Rawdat Rashed () is a village in Qatar, located in the municipality of Al-Shahaniya. It was demarcated in 1988. It used to be part of the Jariyan Al Batnah municipality before the municipality was incorporated into Al Rayyan. In 2014, the village was incorporated into the newly-created Al-Shahaniya Municipality. The Dhal Al Misfir cave is located in the area.

Etymology
In Arabic, rawdat refers to a depression where rainfall runoff accumulates. The second part of the name, "Rashed", was given in honor of a man named Rashed who died in the rawdat.

Geography
Rawdat Rashed is situated in central Qatar. The villages of Wadi Al Jamal Al Shamali and Umm Wishah are nearby.

Barwa Group launched a planned community named Madinat Al Mawater (literally 'Motor City') on the outskirts of Rawdat Rashed, near the junction of Rawdat Rashed Road–Salwa Road.
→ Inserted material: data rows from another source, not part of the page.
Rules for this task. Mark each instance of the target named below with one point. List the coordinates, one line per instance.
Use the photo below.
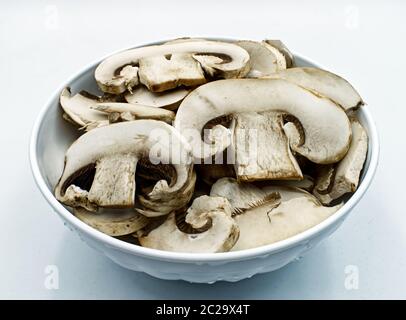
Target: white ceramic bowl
(52, 136)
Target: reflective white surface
(45, 43)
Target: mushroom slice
(262, 60)
(280, 46)
(78, 109)
(244, 196)
(113, 222)
(271, 213)
(325, 127)
(261, 148)
(169, 99)
(211, 216)
(274, 222)
(324, 83)
(307, 183)
(129, 111)
(343, 177)
(113, 152)
(153, 204)
(160, 73)
(210, 173)
(119, 72)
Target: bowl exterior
(206, 272)
(51, 137)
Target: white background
(44, 43)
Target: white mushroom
(211, 216)
(112, 152)
(244, 196)
(129, 111)
(307, 183)
(262, 59)
(78, 109)
(270, 214)
(169, 99)
(113, 222)
(324, 83)
(337, 180)
(279, 56)
(325, 127)
(280, 46)
(231, 62)
(261, 147)
(270, 223)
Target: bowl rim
(155, 254)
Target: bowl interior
(53, 135)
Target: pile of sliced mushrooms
(149, 165)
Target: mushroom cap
(324, 83)
(271, 213)
(137, 111)
(343, 177)
(113, 222)
(79, 108)
(108, 80)
(115, 150)
(268, 224)
(262, 60)
(221, 234)
(169, 99)
(280, 46)
(326, 127)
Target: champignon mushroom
(270, 214)
(168, 100)
(78, 109)
(128, 111)
(280, 46)
(245, 195)
(210, 173)
(336, 180)
(211, 216)
(325, 128)
(113, 222)
(307, 183)
(261, 147)
(270, 223)
(119, 72)
(112, 153)
(324, 83)
(262, 59)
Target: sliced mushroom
(210, 173)
(279, 56)
(280, 46)
(169, 99)
(342, 178)
(113, 152)
(307, 183)
(269, 214)
(325, 127)
(324, 83)
(78, 109)
(161, 73)
(129, 111)
(270, 223)
(153, 204)
(261, 147)
(262, 59)
(243, 196)
(119, 72)
(113, 222)
(218, 231)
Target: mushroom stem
(118, 189)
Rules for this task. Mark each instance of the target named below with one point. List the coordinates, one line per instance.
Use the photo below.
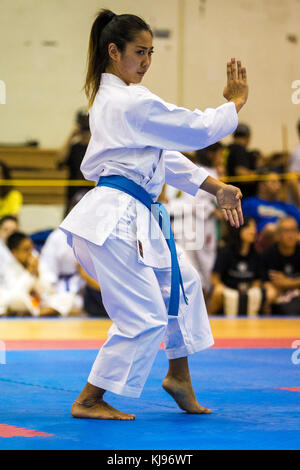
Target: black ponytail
(108, 27)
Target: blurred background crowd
(250, 271)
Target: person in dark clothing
(281, 269)
(240, 161)
(72, 153)
(236, 272)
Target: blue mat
(239, 385)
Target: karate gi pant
(136, 298)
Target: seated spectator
(67, 276)
(25, 289)
(281, 269)
(10, 199)
(72, 153)
(8, 225)
(240, 161)
(266, 208)
(236, 274)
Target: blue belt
(161, 215)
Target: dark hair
(8, 217)
(15, 239)
(234, 235)
(203, 156)
(242, 130)
(4, 190)
(107, 28)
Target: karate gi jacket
(136, 134)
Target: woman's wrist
(212, 185)
(239, 103)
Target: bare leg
(179, 385)
(90, 404)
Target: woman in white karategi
(137, 135)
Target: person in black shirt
(281, 269)
(237, 269)
(72, 153)
(240, 161)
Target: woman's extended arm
(228, 199)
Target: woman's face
(132, 64)
(248, 233)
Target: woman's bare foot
(183, 393)
(90, 404)
(98, 410)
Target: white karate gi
(136, 134)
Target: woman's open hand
(229, 201)
(236, 89)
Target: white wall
(44, 83)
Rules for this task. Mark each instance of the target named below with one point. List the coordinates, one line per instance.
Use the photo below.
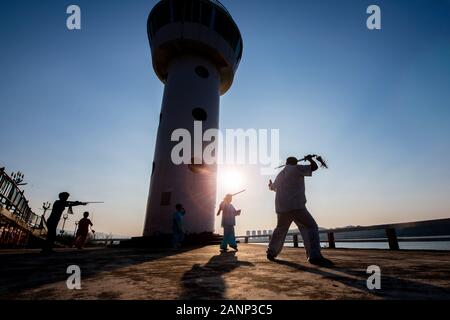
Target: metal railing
(14, 201)
(390, 231)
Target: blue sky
(79, 109)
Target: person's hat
(292, 160)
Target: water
(405, 245)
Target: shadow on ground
(28, 270)
(206, 282)
(391, 287)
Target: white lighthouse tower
(196, 48)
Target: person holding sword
(52, 222)
(228, 222)
(290, 206)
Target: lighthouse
(196, 48)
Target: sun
(231, 180)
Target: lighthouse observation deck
(198, 27)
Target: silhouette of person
(290, 205)
(83, 230)
(178, 226)
(207, 282)
(52, 222)
(228, 222)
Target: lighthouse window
(202, 72)
(199, 114)
(165, 198)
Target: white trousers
(307, 227)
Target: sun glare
(231, 180)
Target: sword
(238, 192)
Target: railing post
(392, 238)
(295, 239)
(331, 243)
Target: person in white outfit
(290, 205)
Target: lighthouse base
(165, 241)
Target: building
(196, 49)
(19, 225)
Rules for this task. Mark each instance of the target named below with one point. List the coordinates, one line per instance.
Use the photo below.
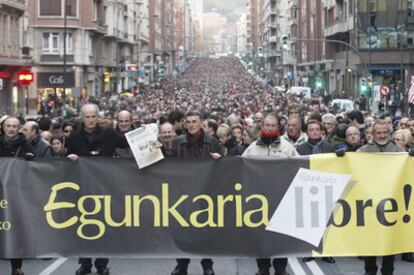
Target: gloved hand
(29, 156)
(340, 152)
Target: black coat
(102, 142)
(181, 147)
(16, 148)
(41, 148)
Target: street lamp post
(64, 50)
(314, 40)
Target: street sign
(131, 67)
(385, 90)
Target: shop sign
(55, 80)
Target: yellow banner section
(376, 213)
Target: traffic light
(318, 83)
(161, 71)
(370, 82)
(24, 77)
(285, 40)
(107, 77)
(260, 52)
(363, 85)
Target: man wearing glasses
(195, 143)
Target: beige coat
(280, 148)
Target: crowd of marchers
(216, 109)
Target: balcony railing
(17, 4)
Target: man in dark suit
(93, 140)
(194, 144)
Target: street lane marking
(53, 266)
(295, 265)
(314, 267)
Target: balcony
(273, 39)
(16, 4)
(54, 58)
(273, 53)
(340, 25)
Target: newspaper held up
(144, 145)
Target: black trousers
(99, 262)
(279, 264)
(16, 263)
(205, 263)
(387, 265)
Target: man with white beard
(382, 143)
(382, 140)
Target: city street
(64, 266)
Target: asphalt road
(222, 266)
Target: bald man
(93, 140)
(124, 122)
(123, 126)
(14, 144)
(40, 147)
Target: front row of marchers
(93, 140)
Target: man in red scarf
(269, 143)
(195, 143)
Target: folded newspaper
(144, 145)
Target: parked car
(300, 91)
(345, 105)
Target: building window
(51, 43)
(95, 10)
(90, 45)
(55, 7)
(69, 43)
(50, 8)
(71, 8)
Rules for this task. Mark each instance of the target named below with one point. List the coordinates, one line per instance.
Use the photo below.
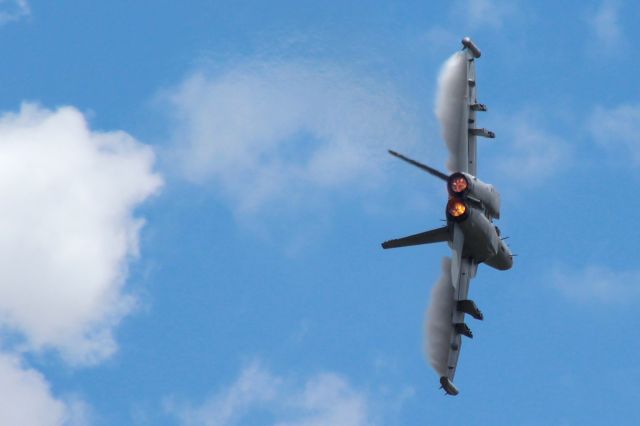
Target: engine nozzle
(457, 184)
(457, 210)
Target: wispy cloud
(616, 130)
(269, 133)
(67, 229)
(27, 399)
(604, 22)
(323, 399)
(13, 10)
(598, 285)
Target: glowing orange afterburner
(458, 183)
(456, 208)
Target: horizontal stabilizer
(478, 107)
(435, 172)
(462, 328)
(433, 236)
(482, 132)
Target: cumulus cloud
(13, 10)
(272, 132)
(597, 284)
(324, 399)
(27, 400)
(617, 130)
(67, 229)
(605, 25)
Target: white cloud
(27, 399)
(596, 284)
(13, 10)
(324, 399)
(268, 133)
(605, 25)
(530, 154)
(67, 229)
(617, 131)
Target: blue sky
(194, 195)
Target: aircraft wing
(456, 107)
(445, 316)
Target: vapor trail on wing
(438, 320)
(449, 106)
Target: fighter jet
(471, 210)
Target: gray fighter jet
(471, 208)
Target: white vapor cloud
(267, 133)
(324, 399)
(605, 25)
(450, 102)
(67, 229)
(13, 10)
(597, 284)
(27, 400)
(617, 130)
(437, 324)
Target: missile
(466, 42)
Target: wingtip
(448, 386)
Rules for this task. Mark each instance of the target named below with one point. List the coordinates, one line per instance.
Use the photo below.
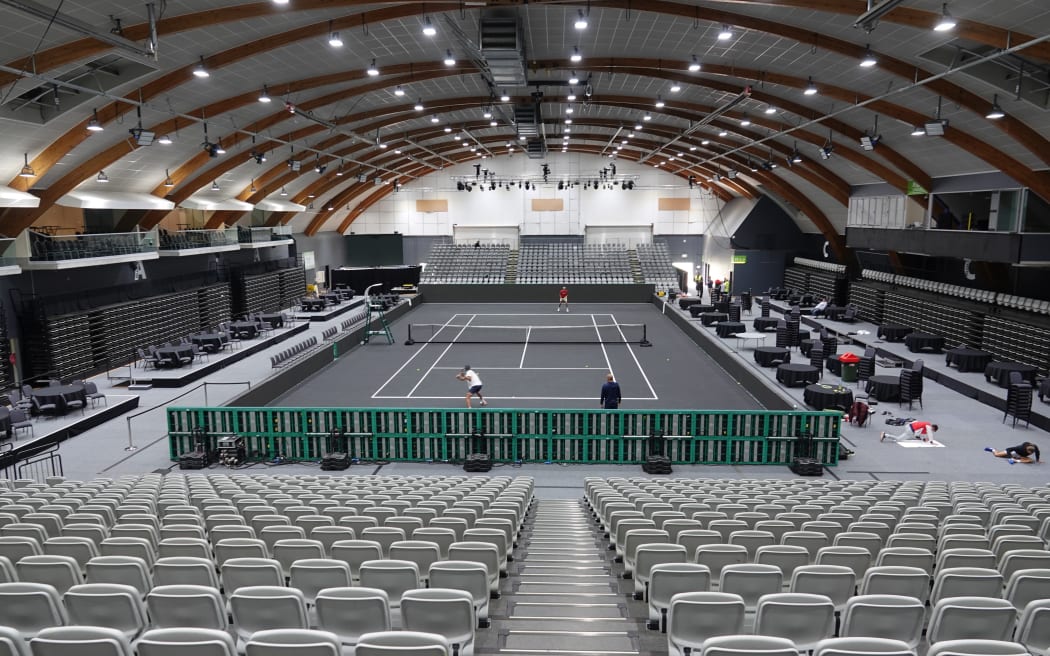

The community will host residential units, workshops, car showrooms, and apartment complexes.

Industry
The area contains the most substantial supply of fresh groundwater in the southern zone of the country. A government wellfield is found in the area, and was previously used as a water source for Umm Bab's cement industry. 

Rawdat Rashed is also one of five sites for the government-sponsored project to develop reservoirs in the country. Once completed, the reservoirs are expected to be the largest in the world in their category, with a total length of 650 km and constructed at a cost of QR 14.5 billion. Rawdat Rashed's water reservoir is built at 50 ft above sea level, and will be used as the main water supply for the capital of Doha in the scenario of an electricity outage at the other stations. In June 2018, the first phase of the project was completed.

Rawdat Rashed is one of the three major landfill sites in the country, being used mainly for construction and demolition waste.

Transport
Rawdat Rashed Road, a 33 km road stretching through the city connected to Dukhan Highway, which links Dukhan and Doha, is known locally as the 'road of death' due to the large number of fatal accidents which occur on the road. After announcing a redevelopment plan for the road in 2014, the Public Works Authority commenced redevelopment work in 2015. The redevelopment project, due for completion in late 2019, will also link the road with Salwa Road.